Tujuan pendidikan yang selama ini diorientasikan memang sangat ideal bahkan,
lantaran terlalu ideal, tujuan tersebut tidak pernah terlaksana dengan baik.
Orientasi pendidikan, sebagaimana
yang dicita-citakan secara nasional, barangkali dalam konteks era sekarang ini
menjadi tidak menentu, atau kabur kehilangan orientasi mengingat adalah
tuntutan pola kehidupan pragmatis dalam masyarakat indonesia. Hal ini patut
untuk dikritisi bahwa globalisasi bukan semata mendatangkan efek positif,
dengan kemudahan-kemudahan yang ada, akan tetapi berbagai tuntutan kehidupan
yang disebabkan olehnya menjadikan disorientasi pendidikan. Pendidikan
cenderung berpijak pada kebutuhan pragmatis, atau kebutuhan pasar lapangan,
kerja, sehingga ruh pendidikan islam sebagai pondasi budaya, moralitas, dan social
movement (gerakan sosial) menjadi hilang.[9]
b. Masalah
Kurikulum
Sistem sentralistik terkait erat
dengan birokrasi atas bawah yang sifatnya otoriter yang terkesan pihak “bawah”
harus melaksanakan seluruh keinginan pihak “atas”. Dalam system yang seperti ini inovasi dan pembaruan tidak akan muncul.
Dalam bidang kurikulum sistem sentralistik ini juga mempengaruhi output
pendidikan. Tilaar menyebutkan kurikulum yang terpusat, penyelenggaraan sistem
manajemen yang dikendalikan dari atas telah menghasilkan output pendidikan
manusia robot. Selain kurikulum yang sentralistik, terdapat pula beberapa
kritikan kepada praktik pendidikan berkaitan dengan saratnya kurikulum sehingga
seolah-olah kurikulum itu kelebihan muatan. Hal ini mempengaruhi juga kualitas
pendidikan. Anak-anak terlalu banyak dibebani oleh mata pelajaran.[10]

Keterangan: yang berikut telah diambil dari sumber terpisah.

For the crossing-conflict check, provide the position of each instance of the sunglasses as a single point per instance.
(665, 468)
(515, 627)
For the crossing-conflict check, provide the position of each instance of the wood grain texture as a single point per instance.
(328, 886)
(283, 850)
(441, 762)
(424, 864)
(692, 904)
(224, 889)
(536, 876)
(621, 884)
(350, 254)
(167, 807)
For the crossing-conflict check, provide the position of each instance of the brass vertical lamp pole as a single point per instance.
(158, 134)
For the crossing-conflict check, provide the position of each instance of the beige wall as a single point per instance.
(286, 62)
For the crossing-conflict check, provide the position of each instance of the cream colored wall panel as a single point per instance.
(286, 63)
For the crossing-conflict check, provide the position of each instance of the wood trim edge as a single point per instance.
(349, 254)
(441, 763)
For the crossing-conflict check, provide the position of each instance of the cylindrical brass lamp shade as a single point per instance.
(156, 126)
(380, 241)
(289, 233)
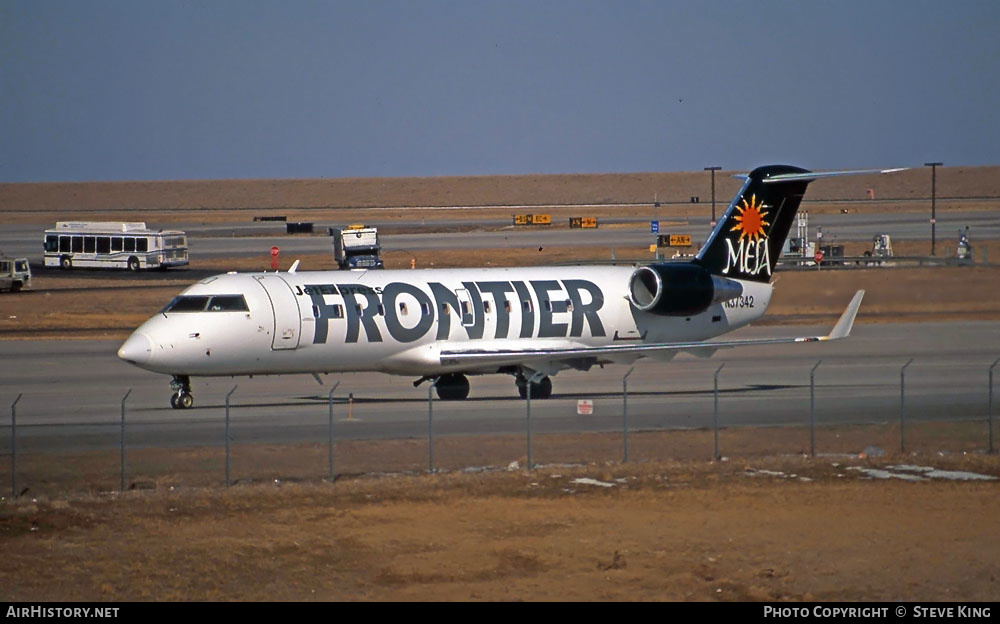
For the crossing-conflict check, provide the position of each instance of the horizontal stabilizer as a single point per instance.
(843, 327)
(524, 357)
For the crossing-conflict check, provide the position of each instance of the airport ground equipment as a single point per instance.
(356, 247)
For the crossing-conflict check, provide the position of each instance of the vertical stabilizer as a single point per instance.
(748, 239)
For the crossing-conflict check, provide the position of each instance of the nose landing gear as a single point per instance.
(181, 399)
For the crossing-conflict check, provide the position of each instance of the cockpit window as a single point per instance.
(203, 303)
(227, 303)
(187, 304)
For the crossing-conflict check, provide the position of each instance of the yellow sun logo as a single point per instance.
(750, 222)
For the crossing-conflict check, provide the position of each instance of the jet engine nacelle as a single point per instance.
(678, 289)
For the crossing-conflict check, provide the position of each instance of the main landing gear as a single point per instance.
(181, 398)
(455, 386)
(541, 389)
(452, 387)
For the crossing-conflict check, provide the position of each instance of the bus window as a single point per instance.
(194, 303)
(228, 303)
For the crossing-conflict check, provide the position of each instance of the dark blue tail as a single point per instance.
(748, 239)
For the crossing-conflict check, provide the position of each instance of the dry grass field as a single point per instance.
(769, 524)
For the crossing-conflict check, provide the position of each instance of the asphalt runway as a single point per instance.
(72, 392)
(251, 239)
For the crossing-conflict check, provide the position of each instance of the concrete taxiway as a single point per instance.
(72, 391)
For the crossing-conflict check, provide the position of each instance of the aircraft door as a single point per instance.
(287, 320)
(468, 310)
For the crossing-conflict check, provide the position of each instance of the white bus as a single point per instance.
(113, 244)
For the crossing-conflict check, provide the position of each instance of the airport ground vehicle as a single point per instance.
(356, 247)
(112, 244)
(15, 273)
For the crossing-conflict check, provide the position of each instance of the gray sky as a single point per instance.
(133, 90)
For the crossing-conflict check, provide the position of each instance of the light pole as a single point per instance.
(933, 167)
(713, 170)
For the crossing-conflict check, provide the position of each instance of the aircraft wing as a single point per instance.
(505, 357)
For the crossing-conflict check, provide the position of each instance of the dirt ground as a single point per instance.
(765, 523)
(758, 528)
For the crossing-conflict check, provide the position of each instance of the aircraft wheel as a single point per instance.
(453, 387)
(540, 390)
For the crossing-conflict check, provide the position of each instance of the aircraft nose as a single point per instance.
(138, 349)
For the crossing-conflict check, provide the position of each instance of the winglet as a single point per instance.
(843, 327)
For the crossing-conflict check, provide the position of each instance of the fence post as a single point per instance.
(812, 410)
(430, 426)
(527, 423)
(330, 431)
(13, 447)
(227, 433)
(124, 398)
(715, 412)
(625, 414)
(989, 413)
(902, 406)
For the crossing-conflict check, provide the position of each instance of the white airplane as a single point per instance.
(443, 325)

Dalam realitas sejarahnya,
pengembangan kurikulum Pendidikan Islam tersebut mengalami perubahan-perubahan
paradigma, walaupun paradigma sebelumnya tetap dipertahankan. Hal ini dapat
dicermati dari fenomena berikut : (1) perubahan dari tekanan pada hafalan dan
daya ingat tentang teks-teks dari ajaran-ajaran agama islam, serta disiplin
mental spiritual sebagaimana pengaruh dari timur tengah, kepada pemahaman
tujuan makna dan motivasi beragama islam untuk mencapai tujuan pembelajaran
Pendidikan Islam. (2) perubahan dari cara berfikir tekstual, normatif, dan
absolutis kepada cara berfikir historis, empiris, dan kontekstual dalam
memahami dan menjelaskan ajaran-ajaran dan nilai-nilai islam.(3) perubahan dari
tekanan dari produk atau hasil pemikiran keagamaan islam dari para pendahulunya
kepada proses atau metodologinya sehingga menghasilkan produk tersebut. (4)

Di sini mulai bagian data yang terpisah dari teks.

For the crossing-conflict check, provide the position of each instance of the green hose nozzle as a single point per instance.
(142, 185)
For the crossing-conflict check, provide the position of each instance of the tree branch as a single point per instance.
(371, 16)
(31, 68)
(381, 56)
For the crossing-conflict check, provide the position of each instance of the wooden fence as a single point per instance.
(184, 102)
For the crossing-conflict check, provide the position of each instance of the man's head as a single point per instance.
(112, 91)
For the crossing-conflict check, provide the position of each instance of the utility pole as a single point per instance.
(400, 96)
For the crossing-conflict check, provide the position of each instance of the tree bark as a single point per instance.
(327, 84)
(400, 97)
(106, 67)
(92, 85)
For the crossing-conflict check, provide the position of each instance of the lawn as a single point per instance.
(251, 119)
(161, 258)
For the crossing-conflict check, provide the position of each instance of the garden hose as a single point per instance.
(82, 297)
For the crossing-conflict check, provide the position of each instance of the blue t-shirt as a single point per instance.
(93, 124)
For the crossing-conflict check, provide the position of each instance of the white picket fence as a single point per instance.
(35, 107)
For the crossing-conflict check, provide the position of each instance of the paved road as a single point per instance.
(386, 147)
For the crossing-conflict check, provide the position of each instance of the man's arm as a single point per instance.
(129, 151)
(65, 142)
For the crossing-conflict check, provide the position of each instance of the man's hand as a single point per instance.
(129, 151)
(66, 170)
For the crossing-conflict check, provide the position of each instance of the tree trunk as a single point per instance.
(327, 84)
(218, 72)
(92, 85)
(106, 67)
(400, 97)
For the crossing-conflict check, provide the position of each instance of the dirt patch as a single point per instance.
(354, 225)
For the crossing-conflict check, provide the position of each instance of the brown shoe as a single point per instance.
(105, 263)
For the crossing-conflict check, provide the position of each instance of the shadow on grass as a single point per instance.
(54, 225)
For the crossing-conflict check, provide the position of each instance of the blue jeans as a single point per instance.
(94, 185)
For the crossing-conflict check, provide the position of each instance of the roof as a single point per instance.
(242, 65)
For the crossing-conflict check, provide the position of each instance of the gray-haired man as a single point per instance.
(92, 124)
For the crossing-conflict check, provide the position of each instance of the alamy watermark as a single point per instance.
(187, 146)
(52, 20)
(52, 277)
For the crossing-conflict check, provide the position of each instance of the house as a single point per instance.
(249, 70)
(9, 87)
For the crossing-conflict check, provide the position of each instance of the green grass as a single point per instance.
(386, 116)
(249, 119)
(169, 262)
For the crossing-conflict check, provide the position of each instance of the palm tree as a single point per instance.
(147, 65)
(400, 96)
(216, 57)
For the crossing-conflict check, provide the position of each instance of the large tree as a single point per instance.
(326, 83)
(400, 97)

perubahan dari pola pengembangan kurikulum pendidikan islam yang hanya
mengandalkan pada para pakar dalam memilih dan menyusun isi kurikulum
pendidikan islam ke arah keterlibatan yang luas dari para pakar, guru, peserta
didik, masyarakat untuk mengidentifikasikan tujuan Pendidikan Islam dan
cara-cara mencapainya.[11]
c.
Pendekatan/Metode
Pembelajaran
Peran guru atau dosen sangat besar
dalam meningkatkan kualitas kompetensi siswa/mahasiswa. Dalam mengajar, ia
harus mampu membangkitkan potensi guru, memotifasi, memberikan suntikan dan
menggerakkan siswa/mahasiswa melalui pola pembelajaran yang kreatif dan
kontekstual (konteks sekarang menggunakan teknologi yang memadai). Pola
pembelajaran yang demikian akan menunjang tercapainya sekolah yang unggul dan
kualitas lulusan yang siap bersaing dalam arus perkembangan zaman.
Siswa atau mahasiswa bukanlah
manusia yang tidak memiliki pengalaman. Sebaliknya, berjuta-juta pengalaman
yang cukup beragam ternyata ia miliki. Oleh karena itu, dikelas pun
siswa/mahasiswa harus kritis membaca kenyataan kelas, dan siap mengkritisinya.
Bertolak dari kondisi ideal tersebut, kita menyadari, hingga sekarang ini siswa
masih banyak yang senang diajar dengan metode yang konservatif, seperti
ceramah, didikte, karena lebih sederhana dan tidak ada tantangan untuk
berfikir.
d. Profesionalitas
dan Kualitas SDM
Salah satu masalah besar yang
dihadapi dunia pendidikan di Indonesia sejak masa Orde Baru adalah
profesionalisme guru dan tenaga pendidik yang masih belum memadai. Secara
kuantitatif, jumlah guru dan tenaga kependidikan lainnya agaknya sudah cukup
memadai, tetapi dari segi mutu dan profesionalisme masih belum memenuhi
harapan. Banyak guru dan tenaga kependidikan masih unqualified, underqualified,
dan mismatch, sehingga mereka tidak atau kurang mampu menyajikan dan
menyelenggarakan pendidikan yang benar-benar kualitatif.[12]
e.
Biaya
Pendidikan
Faktor biaya pendidikan adalah hal
penting, dan menjadi persoalan tersendiri yang seolah-olah menjadi kabur
mengenai siapa yang bertanggung jawab atas persoalan ini. Terkait dengan amanat
konstitusi sebagaimana termaktub dalam UUD 45 hasil amandemen, serta UU
Sisdiknas No. 20 tahun 2003 tentang sistem pendidikan nasional yang
memerintahkan negara mengalokasikan dana minimal 20% dari APBN dan APBD di
masing-masing daerah, namun hingga sekarang belum terpenuhi. Bahkan, pemerintah
mengalokasikan anggaran pendidikan genap 20% hingga tahun 2009 sebagaimana yang
dirancang dalam anggaran strategis pendidikan.
2. Faktor
Eksternal
a.
Dichotomic
Masalah besar yang dihadapi dunia
pendidikan islam adalah dichotomy dalam beberapa aspek yaitu antara Ilmu
Agama dengan Ilmu Umum, antara Wahyu dengan Akal setara antara Wahyu dengan
Alam. Munculnya problem dikotomi dengan segala perdebatannya telah berlangsung
sejak lama. Boleh dibilang gejala ini mulai tampak pada masa-masa pertengahan.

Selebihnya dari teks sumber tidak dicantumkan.